Als selbst führende deutsche Unternehmen wie Daimler-Benz Aerospace auf der letzten Internationalen Luft- und Raumfahrtausstellung (ILA) im Jahre 1994 der Ausstellung fernblieben, schien der Untergang schon fast besiegelt. Dieses Jahr jedoch setzte die ILA gleich dem Phönix aus der Asche zum langersehnten Höhenflug an. Obwohl um volle zwei Ausstellungstage verkürzt, konnten die Veranstalter eine Verdoppelung der Fachbesucheranzahl von 24000 im Jahre 1994 auf etwa 45000 sowie den Durchbruch der 200 000er Marke bei den Schaulustigen verzeichnen.

Die TU Berlin präsentiert sich auf der Luftfahrtmesse mit vielfältigen Projekten: Vom schadstoffarmen Triebwerk über Lotsenarbeitsplätzen bis zu Heißwasser-Raketen reicht das Spektrum
Unter den knapp 600 Ausstellern aus 29 Ländern war die TU Berlin mit elf Projekten auf einem Gemeinschaftsstand mit dem Land Brandenburg vertreten. Dessen Schwerpunkt lag auf den Themen Sicherheit im Luftverkehr und umweltverträglichere Antriebstechnologien. Angesichts der tragischen Flugunglücke in jüngster Zeit ist die Frage nach verbesserten Sicherheitsstandards und Kontrollmöglichkeiten wieder schmerzhaft ins Bewußtsein des öffentlichen Interesses gerückt.

Mit diesem Thema befaßt sich das vor drei Jahren an der TU Berlin ins Leben gerufene und von der Europäischen Gemeinschaft unterstützte Projekt EUCARE (European Confidential Aviation Safety Reporting Network).

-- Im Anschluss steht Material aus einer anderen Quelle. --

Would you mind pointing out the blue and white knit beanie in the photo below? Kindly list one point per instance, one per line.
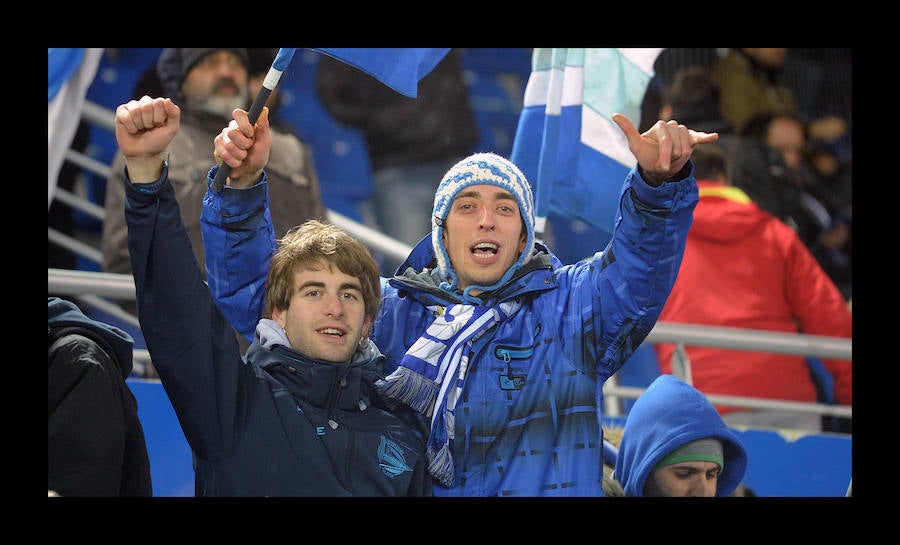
(478, 169)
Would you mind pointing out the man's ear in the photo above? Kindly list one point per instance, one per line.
(279, 316)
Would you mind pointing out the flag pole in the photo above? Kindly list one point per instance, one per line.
(282, 60)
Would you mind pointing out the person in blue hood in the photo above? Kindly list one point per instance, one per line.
(675, 444)
(500, 348)
(298, 414)
(95, 440)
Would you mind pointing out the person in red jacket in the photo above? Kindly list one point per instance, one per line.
(745, 268)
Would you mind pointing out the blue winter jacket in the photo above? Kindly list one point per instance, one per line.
(667, 415)
(273, 423)
(528, 421)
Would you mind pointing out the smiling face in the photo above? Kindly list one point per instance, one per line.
(483, 234)
(326, 317)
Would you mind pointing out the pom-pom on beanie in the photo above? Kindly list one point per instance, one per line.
(478, 169)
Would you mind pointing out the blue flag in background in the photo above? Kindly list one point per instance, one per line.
(400, 68)
(566, 143)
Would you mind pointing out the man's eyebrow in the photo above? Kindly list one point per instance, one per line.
(500, 194)
(320, 284)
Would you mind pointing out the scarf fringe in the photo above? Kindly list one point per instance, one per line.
(440, 465)
(417, 391)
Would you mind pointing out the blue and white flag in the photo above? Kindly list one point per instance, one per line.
(566, 143)
(400, 68)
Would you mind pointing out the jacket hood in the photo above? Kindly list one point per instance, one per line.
(667, 415)
(62, 313)
(724, 213)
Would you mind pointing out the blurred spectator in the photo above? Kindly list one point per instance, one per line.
(411, 141)
(693, 98)
(670, 61)
(786, 184)
(208, 84)
(95, 441)
(675, 444)
(753, 81)
(744, 268)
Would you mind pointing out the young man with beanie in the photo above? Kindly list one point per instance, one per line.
(298, 415)
(501, 348)
(208, 84)
(675, 444)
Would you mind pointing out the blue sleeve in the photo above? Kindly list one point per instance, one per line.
(238, 241)
(192, 345)
(639, 266)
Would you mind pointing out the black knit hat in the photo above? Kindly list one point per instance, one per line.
(175, 63)
(191, 56)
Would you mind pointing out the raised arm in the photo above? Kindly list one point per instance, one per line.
(192, 346)
(238, 234)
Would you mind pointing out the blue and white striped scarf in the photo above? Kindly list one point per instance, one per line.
(433, 372)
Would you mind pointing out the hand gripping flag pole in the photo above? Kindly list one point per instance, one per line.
(282, 60)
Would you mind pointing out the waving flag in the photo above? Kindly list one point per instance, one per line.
(400, 68)
(566, 143)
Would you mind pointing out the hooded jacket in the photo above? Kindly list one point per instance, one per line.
(744, 268)
(527, 422)
(667, 415)
(95, 441)
(273, 423)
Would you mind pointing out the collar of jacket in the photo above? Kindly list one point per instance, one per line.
(330, 386)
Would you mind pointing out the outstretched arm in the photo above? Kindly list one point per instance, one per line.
(664, 149)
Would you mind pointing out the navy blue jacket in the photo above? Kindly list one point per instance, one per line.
(272, 423)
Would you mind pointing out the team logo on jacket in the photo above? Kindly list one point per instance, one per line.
(391, 458)
(510, 380)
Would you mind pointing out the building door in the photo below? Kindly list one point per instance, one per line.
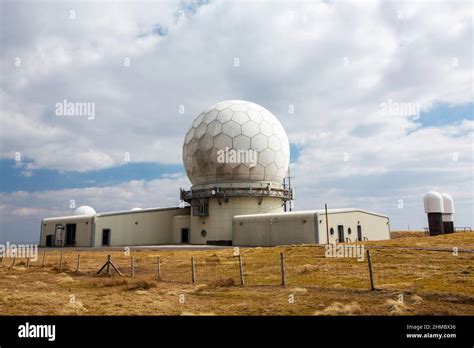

Dabei handelt es sich um ein europaweites Informationsnetz, in dem Berichte von Flug- und Bodenpersonal, Passagieren sowie Privatfliegern über Probleme und Zwischenfälle vertraulich gesammelt und analysiert werden, um dann an entsprechende Gesellschaften oder Behörden weitergegeben zu werden. Wie EUCARE-Mitarbeiterin Sabine Nieder erklärte, sei man zuversichtlich, nach Beendigung der Testphase im nächsten Jahr mit EUCARE ein wirkungsvolles Instrument zur Erhöhung der Flugsicherheit zu haben. Die Präsenz von EUCARE auf der Messe diene nicht zuletzt dazu, den Bekanntheitsgrad dieser Einrichtung gerade bei den Passagieren zu verstärken, denn die Beteiligung dieser Zielgruppe an den bereits gesammelten Daten sei noch zu gering.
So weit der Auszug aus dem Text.